Gutiérrez López got in touch with Omar Pérez, lead organizer with DMV Sanctuary Congregation Network, a group of congregations in the Washington area that provide support to immigrants who fear being detained, deported or profiled.
“Wearing the bracelet, ICE knows her location at all times,” Pérez said. “There was a risk that if she did not show up at the airport at 8am for an 11am flight on December 10, they could arrest her and deport her.”
Pérez asked for and received indefinite lodging for Gutiérrez López from Cedar Lane Unitarian Universalist Church, one of the 12 congregations in the Washington area that have prepared legally and logistically to provide physical sanctuary to immigrants at risk.
The Rev.

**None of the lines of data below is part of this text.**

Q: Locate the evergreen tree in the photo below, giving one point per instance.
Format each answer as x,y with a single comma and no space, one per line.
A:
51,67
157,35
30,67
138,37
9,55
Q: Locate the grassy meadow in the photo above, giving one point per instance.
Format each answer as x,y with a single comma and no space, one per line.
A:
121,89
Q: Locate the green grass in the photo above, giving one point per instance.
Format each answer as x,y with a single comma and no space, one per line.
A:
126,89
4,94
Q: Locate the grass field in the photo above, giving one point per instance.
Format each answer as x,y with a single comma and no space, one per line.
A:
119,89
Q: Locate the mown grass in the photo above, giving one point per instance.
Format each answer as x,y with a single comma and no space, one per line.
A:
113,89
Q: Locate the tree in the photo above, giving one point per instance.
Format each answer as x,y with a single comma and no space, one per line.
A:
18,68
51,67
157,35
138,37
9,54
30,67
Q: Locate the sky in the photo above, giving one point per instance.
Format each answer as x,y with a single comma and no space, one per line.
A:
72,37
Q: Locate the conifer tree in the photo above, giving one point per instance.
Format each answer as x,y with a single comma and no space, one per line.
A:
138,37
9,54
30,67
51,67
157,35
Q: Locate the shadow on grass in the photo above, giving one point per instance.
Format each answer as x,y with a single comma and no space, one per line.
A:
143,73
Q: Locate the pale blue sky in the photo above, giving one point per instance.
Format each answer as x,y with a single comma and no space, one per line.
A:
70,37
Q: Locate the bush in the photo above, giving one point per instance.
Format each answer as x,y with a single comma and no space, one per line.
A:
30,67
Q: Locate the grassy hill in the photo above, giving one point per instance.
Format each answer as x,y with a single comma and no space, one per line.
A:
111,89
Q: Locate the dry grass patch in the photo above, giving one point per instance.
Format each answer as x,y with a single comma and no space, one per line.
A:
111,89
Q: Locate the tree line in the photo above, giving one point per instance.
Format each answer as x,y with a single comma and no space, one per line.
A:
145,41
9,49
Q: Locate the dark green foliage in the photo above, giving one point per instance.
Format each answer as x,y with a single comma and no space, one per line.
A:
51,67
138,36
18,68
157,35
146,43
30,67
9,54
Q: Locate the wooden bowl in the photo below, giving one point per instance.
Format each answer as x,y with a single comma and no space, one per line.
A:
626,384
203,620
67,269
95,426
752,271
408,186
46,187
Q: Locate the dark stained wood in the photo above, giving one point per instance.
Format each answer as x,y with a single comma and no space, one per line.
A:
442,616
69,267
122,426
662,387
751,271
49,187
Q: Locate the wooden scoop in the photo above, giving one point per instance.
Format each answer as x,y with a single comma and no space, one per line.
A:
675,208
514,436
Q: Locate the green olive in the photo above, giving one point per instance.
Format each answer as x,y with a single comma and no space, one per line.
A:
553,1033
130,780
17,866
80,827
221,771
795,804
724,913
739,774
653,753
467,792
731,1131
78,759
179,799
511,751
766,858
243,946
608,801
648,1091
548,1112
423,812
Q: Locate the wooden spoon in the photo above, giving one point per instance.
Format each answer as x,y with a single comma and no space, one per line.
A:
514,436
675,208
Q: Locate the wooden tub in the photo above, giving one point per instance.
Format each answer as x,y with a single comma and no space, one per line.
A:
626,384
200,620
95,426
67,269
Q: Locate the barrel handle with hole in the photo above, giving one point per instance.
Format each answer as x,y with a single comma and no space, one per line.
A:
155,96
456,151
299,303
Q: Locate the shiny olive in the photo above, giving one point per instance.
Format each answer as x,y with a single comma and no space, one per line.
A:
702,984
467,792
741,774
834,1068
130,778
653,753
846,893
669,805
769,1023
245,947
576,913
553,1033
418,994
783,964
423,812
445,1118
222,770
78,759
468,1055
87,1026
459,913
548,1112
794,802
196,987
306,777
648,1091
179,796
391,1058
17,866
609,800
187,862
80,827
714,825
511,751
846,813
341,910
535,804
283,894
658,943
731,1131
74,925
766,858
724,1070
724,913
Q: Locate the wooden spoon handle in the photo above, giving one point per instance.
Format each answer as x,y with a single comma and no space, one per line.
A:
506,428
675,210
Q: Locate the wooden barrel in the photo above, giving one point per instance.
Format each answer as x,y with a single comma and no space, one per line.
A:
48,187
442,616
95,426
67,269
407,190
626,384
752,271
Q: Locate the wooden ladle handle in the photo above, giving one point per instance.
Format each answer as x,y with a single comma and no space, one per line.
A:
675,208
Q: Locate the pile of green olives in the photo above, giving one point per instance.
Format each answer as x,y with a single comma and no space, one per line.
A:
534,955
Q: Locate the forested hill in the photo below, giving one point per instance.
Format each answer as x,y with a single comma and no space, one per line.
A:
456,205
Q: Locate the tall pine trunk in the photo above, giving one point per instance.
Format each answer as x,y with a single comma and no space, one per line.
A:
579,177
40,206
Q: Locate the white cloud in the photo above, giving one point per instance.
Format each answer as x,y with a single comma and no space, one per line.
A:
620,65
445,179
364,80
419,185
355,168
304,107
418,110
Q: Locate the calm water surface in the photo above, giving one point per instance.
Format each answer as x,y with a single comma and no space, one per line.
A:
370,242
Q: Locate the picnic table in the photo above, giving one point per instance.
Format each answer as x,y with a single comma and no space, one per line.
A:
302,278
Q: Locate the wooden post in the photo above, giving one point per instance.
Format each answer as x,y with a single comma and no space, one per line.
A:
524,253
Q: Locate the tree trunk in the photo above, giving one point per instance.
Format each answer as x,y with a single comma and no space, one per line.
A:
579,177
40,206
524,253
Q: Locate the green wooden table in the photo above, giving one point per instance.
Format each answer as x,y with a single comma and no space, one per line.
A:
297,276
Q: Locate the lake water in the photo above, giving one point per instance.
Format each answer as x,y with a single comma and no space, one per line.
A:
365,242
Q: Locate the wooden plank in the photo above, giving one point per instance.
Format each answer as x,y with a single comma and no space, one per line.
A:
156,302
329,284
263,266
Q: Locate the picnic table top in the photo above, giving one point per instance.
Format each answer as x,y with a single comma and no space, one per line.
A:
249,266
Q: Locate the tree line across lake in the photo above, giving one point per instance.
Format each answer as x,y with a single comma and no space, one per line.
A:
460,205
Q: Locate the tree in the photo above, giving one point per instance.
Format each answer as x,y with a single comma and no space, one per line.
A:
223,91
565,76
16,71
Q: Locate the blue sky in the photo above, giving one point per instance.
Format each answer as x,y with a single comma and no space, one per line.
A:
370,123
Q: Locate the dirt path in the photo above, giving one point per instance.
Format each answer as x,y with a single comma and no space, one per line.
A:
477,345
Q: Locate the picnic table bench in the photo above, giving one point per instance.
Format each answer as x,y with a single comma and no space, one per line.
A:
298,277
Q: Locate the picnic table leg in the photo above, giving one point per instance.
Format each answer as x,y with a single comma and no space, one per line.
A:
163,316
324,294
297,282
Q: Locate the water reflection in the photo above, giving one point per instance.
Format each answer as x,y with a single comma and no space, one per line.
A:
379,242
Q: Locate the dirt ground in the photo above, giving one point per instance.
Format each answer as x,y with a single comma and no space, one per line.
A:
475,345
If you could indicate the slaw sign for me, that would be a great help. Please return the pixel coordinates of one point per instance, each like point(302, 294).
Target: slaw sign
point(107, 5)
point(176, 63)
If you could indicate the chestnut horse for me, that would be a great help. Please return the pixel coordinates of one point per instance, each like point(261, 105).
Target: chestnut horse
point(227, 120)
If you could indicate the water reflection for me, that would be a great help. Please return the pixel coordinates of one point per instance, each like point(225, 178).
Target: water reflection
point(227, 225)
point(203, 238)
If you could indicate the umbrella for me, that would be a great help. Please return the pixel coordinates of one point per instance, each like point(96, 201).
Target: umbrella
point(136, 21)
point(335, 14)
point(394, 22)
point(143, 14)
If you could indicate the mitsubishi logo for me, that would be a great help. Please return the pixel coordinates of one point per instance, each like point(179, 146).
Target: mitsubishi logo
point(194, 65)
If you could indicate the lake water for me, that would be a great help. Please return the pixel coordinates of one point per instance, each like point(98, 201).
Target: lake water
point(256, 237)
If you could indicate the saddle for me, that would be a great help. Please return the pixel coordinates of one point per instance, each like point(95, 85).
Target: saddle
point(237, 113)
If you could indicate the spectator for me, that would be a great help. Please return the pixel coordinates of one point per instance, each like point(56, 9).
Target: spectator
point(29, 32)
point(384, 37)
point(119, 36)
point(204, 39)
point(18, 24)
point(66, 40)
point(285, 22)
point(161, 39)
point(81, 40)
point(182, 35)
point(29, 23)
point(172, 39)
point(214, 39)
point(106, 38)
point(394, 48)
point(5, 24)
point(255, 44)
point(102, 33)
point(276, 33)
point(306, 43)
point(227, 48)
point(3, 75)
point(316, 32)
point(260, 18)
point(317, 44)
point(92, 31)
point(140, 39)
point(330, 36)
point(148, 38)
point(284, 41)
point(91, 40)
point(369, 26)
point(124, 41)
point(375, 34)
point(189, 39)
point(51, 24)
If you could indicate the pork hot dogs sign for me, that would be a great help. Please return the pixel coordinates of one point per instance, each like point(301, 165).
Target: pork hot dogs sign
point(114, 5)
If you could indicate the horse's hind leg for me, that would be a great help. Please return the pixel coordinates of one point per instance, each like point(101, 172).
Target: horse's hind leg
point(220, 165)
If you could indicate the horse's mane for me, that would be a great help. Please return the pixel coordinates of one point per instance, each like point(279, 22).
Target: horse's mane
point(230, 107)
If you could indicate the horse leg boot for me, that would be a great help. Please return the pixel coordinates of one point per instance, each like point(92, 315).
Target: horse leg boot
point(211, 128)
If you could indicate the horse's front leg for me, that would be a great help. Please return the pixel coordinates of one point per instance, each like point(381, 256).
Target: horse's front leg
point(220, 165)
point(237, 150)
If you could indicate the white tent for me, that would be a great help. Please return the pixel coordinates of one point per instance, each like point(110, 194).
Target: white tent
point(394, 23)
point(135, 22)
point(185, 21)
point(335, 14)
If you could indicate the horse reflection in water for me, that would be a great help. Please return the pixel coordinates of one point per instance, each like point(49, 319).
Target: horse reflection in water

Abhi Janamanchi, senior minister at Cedar Lane, called the Gutiérrez López case as “compelling” and said “we feel committed to supporting her, helping her find more time in order for due process to be provided to her.”
Janamachi said the 747 members of his congregation reached that decision as an act of faith. “It can be seen as a political statement, but that is not the place we are moving from.”
Faith in Action has trained over 1,000 congregations in 21 states on how to provide sanctuary for immigrants—even if not taking them in physically, said Richard Morales, national coordinator of sanctuary activity for the organization.
He said that at least 50 immigrants currently enjoy sanctuary protection across the country.
Morales said the harsh rhetoric on illegal immigration by then-candidate Trump gave fresh urgency to the movement, and his team of four people plans to train more congregations next year in states he called “vulnerable,” such as Louisiana, Alabama and Georgia.
Ronald D. Vitiello, interim head of ICE, said last month at his Senate confirmation hearing that deportations increased nearly 50 percent during fiscal year 2018.
Héctor Pérez-Casillas, the lawyer for Gutiérrez López, filed a motion to stay her removal and a motion to reopen her case before the immigration court in Harlingen, Texas, with the goal of requesting asylum afterward.
“If ultimately we win the motion to reopen, we don’t have to worry about the stay. It removes the deportation order,” Pérez-Casillas explained. If the case does not get reopen “we can appeal. We have options available. We will continue with plan A for quite a while.”